Soon, he would be armed again.

* * *

The brown and tan Nebraska plains stretched from one horizon to the other, seemingly endless at Wyatt’s altitude of fifteen thousand feet, about 12,500 feet AGL — above ground level — at Ainsworth. A few blue dots that were the remains of lakes in July were scattered about. Fifty miles ahead was the Rosebud Indian Reservation in South Dakota.

“Trees seem to be in short supply,” Barr told him over the radio.

“We don’t have to build a homestead.”

Cliff Jordan broke in, “Tally ho, there we go. Eleven o’clock.”

Wyatt saw the airfield just as Jordan reported it. The long, straight runways broke up the terrain.

“My God!” Barr said. “What’s that doing here?” Turning slightly left to align himself with the airport, Wyatt touched the transmit button and said, “It was a bomber training base during War Two, Bucky.”

“Well, it was a big son of a bitch.”

The concrete runways were wide enough that small aircraft could take off crosswise. Each of the three runways looked to be about ten thousand feet long. Spaced along the north side of the field was a row of massive hangars, their corrugated roofs streaky with rust and dirt. From two miles away, it looked deserted.

Jordan clicked on, “Can you imagine that place with B-17s, B-25s, and B-36s lining the aprons?”

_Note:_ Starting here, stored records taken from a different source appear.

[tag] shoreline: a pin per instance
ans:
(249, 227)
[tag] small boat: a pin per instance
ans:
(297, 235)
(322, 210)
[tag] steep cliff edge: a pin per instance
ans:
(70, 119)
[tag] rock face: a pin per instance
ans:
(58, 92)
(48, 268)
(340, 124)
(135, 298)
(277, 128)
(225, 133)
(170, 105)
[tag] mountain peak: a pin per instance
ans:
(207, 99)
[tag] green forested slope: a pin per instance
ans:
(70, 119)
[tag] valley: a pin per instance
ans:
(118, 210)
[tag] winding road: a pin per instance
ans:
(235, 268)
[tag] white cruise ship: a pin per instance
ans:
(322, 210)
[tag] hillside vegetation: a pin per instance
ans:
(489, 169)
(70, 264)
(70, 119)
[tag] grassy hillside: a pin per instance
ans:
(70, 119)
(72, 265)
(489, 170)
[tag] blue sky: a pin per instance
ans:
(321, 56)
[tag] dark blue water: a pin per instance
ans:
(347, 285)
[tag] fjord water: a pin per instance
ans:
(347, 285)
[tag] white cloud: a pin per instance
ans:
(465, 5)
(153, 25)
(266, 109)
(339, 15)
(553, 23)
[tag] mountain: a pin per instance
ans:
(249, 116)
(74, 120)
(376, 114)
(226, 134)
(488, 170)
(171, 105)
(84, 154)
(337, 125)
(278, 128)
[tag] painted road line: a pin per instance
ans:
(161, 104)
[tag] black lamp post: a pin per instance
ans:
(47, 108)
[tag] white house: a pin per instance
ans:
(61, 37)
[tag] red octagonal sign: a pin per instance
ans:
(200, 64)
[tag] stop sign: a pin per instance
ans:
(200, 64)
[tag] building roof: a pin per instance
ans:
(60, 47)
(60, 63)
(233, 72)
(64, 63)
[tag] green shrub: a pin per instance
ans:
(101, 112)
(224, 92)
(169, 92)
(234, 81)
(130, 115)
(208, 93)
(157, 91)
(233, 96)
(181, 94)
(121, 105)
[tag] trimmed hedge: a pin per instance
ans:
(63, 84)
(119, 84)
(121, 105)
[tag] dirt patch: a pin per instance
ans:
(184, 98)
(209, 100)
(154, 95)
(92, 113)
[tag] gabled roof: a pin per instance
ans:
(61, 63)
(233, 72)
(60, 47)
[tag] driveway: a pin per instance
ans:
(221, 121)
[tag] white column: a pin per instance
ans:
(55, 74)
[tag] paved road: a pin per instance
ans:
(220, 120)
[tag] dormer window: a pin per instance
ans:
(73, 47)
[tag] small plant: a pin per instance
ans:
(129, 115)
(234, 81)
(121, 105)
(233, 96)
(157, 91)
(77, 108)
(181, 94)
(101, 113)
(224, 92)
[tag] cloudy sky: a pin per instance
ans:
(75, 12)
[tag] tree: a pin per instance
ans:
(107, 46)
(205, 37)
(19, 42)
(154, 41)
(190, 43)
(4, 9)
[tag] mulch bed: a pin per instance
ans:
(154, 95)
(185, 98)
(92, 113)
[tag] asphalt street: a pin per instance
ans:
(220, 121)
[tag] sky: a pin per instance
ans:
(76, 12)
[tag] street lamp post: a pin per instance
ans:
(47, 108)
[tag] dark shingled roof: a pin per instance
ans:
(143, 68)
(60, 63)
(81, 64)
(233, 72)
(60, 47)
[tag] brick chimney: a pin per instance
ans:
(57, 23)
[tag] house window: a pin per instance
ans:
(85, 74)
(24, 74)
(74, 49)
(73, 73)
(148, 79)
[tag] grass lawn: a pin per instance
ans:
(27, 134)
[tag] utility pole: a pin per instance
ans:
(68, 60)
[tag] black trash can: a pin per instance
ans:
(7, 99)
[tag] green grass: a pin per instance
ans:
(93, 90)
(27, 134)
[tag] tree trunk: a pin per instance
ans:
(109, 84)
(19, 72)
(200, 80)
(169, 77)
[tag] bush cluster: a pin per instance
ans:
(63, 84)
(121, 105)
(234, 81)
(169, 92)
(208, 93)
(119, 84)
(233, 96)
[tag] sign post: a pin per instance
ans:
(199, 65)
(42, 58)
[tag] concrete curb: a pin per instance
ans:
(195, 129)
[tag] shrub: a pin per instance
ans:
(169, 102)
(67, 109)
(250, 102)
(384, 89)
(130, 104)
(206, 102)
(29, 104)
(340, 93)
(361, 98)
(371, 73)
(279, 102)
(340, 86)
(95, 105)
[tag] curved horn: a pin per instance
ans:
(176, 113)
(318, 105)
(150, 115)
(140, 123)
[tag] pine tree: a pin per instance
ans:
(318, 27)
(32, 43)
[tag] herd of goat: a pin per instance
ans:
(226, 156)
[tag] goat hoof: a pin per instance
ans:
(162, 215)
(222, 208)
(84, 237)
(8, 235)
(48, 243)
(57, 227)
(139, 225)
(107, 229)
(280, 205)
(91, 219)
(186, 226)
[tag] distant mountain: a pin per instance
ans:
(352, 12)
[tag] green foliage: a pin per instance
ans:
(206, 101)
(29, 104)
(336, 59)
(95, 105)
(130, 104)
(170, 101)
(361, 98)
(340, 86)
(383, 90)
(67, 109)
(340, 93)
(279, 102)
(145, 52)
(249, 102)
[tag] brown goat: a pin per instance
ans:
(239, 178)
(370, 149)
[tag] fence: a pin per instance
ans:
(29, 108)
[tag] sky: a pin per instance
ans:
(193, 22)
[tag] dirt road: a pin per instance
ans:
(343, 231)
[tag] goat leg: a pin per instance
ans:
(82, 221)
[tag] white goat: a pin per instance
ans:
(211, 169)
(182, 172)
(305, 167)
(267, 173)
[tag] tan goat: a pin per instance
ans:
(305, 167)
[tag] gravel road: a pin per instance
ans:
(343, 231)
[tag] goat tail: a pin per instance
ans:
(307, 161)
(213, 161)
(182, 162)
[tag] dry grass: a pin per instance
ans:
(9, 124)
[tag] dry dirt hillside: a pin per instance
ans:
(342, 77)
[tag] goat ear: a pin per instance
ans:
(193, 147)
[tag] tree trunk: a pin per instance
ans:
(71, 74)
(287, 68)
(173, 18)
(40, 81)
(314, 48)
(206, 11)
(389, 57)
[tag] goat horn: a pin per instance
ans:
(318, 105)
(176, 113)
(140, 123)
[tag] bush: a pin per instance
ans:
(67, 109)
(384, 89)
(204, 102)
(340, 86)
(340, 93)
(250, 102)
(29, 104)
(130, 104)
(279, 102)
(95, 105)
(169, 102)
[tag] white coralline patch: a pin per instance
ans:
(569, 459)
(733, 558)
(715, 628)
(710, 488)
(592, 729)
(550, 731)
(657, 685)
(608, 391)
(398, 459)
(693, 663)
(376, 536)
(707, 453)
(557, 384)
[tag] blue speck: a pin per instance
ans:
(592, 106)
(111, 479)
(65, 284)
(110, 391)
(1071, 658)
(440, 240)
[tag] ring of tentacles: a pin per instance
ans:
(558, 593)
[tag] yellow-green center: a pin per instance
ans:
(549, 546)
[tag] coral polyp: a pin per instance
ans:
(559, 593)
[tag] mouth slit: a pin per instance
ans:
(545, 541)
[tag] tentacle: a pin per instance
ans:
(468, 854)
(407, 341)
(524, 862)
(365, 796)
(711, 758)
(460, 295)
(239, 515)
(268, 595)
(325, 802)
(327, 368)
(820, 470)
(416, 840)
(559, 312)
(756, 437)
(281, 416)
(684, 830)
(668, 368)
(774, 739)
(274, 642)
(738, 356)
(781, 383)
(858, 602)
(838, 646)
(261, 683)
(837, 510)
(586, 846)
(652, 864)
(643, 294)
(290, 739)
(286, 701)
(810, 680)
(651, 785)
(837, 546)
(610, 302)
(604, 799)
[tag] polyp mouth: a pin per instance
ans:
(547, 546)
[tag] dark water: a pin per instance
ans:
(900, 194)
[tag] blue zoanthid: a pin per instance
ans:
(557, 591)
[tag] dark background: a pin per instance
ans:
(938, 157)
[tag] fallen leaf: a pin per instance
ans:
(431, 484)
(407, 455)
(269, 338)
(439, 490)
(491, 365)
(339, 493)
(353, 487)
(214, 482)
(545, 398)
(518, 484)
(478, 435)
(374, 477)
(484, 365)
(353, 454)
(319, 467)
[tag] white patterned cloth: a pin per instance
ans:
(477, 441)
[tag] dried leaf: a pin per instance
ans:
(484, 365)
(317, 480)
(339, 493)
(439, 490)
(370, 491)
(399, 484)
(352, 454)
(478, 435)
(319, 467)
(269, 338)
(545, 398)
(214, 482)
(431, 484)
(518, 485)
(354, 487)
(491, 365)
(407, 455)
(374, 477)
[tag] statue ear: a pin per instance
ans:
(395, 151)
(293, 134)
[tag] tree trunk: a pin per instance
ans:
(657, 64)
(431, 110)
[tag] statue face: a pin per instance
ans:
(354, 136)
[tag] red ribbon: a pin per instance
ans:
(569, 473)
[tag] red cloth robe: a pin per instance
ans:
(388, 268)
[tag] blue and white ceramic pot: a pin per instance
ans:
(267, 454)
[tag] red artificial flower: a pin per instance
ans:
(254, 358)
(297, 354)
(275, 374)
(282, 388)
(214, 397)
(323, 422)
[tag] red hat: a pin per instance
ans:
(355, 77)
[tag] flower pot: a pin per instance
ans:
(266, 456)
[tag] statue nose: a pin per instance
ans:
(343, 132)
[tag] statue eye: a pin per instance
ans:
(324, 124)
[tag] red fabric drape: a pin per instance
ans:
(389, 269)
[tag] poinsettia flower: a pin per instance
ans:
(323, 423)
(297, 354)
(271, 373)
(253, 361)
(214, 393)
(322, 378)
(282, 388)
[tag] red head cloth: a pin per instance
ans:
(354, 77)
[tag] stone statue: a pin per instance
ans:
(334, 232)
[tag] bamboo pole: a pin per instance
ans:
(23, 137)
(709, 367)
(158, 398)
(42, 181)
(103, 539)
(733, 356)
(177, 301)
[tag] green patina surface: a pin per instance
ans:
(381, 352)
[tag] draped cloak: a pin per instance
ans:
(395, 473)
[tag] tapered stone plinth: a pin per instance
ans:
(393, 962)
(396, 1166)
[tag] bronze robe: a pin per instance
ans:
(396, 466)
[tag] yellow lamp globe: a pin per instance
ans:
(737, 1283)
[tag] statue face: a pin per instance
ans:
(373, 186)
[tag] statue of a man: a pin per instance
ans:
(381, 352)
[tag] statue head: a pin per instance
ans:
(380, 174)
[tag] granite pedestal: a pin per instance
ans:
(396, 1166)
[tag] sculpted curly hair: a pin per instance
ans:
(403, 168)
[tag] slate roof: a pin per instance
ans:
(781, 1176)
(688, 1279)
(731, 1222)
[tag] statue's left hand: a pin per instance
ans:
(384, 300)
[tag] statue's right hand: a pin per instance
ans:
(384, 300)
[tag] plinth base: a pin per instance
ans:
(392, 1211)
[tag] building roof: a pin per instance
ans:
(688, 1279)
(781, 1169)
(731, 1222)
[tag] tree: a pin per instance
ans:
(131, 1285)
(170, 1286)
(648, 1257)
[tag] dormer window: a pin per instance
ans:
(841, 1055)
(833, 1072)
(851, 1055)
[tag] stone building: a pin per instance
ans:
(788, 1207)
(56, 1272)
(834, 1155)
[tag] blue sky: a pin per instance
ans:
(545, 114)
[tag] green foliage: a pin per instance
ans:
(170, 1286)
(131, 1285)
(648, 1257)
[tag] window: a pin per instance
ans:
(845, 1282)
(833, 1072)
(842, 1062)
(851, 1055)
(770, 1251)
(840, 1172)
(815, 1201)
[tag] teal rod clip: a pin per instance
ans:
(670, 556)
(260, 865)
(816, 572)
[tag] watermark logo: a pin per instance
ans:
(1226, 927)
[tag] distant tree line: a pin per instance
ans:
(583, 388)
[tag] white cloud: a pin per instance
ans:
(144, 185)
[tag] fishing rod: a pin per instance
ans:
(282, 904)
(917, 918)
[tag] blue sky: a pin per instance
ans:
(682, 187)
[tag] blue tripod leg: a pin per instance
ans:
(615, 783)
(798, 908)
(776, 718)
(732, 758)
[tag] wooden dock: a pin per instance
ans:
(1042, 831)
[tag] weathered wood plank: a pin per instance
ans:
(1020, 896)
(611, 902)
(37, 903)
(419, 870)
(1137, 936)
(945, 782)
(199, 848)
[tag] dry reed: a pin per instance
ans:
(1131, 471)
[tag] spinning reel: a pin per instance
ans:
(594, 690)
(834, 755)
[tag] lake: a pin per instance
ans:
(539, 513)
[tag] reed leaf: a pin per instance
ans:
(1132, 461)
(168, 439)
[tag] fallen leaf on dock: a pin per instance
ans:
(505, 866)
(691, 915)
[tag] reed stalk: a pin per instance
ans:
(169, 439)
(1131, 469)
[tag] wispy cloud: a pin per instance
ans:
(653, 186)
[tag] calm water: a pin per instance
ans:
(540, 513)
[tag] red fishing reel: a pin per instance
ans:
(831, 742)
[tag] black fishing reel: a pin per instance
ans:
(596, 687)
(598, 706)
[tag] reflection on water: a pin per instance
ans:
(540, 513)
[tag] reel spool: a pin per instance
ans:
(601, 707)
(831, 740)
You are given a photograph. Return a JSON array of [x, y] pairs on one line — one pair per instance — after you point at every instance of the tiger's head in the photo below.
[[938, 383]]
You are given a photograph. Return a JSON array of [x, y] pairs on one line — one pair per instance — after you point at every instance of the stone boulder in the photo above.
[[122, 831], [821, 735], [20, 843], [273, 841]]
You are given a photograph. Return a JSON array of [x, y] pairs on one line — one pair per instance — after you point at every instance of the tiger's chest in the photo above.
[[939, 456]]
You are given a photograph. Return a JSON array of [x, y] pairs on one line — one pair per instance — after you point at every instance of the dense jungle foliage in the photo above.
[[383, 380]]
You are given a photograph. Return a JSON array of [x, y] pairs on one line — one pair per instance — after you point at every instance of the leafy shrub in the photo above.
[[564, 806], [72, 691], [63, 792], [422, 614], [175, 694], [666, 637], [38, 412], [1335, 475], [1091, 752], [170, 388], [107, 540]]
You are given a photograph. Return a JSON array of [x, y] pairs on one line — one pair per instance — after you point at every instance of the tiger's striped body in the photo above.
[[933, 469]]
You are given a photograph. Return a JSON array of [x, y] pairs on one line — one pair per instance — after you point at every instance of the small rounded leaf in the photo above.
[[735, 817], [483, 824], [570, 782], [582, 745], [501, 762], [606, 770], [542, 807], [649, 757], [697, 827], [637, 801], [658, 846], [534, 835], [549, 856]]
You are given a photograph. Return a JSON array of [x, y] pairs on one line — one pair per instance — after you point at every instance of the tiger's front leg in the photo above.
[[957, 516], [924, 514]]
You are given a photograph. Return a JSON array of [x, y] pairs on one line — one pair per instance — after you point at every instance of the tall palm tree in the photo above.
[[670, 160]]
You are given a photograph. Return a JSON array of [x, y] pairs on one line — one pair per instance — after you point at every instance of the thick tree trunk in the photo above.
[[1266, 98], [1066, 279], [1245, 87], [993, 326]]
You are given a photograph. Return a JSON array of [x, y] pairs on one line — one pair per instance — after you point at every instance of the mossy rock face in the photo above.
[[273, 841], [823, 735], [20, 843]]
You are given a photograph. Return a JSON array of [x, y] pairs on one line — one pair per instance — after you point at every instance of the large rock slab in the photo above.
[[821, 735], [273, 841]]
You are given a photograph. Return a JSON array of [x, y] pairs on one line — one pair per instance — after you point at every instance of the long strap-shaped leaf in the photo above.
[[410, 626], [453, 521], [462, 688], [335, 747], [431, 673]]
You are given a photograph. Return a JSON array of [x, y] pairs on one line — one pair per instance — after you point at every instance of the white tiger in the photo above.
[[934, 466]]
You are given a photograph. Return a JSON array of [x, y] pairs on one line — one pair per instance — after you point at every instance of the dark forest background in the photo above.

“Yeah, Cliff, I sure as hell can,” Barr said, his voice a little awed. He had a soft spot for 1940’s era warbirds.

Wyatt took them down to five thousand feet and made a pass down the northern runway so they could check conditions. One corner of one hangar, near the dilapidated tower, contained a local flight service. A couple Aeronicas, a Mooney, a Cessna light-twin, and a Beechcraft were parked in a row out in front. In the middle of all that concrete, they looked like exquisite miniatures. A wind sock high on the hangar hung limp. As the three Phantoms shot down the runway in formation, seven or eight figures abruptly burst out of the flight service and peered up at them.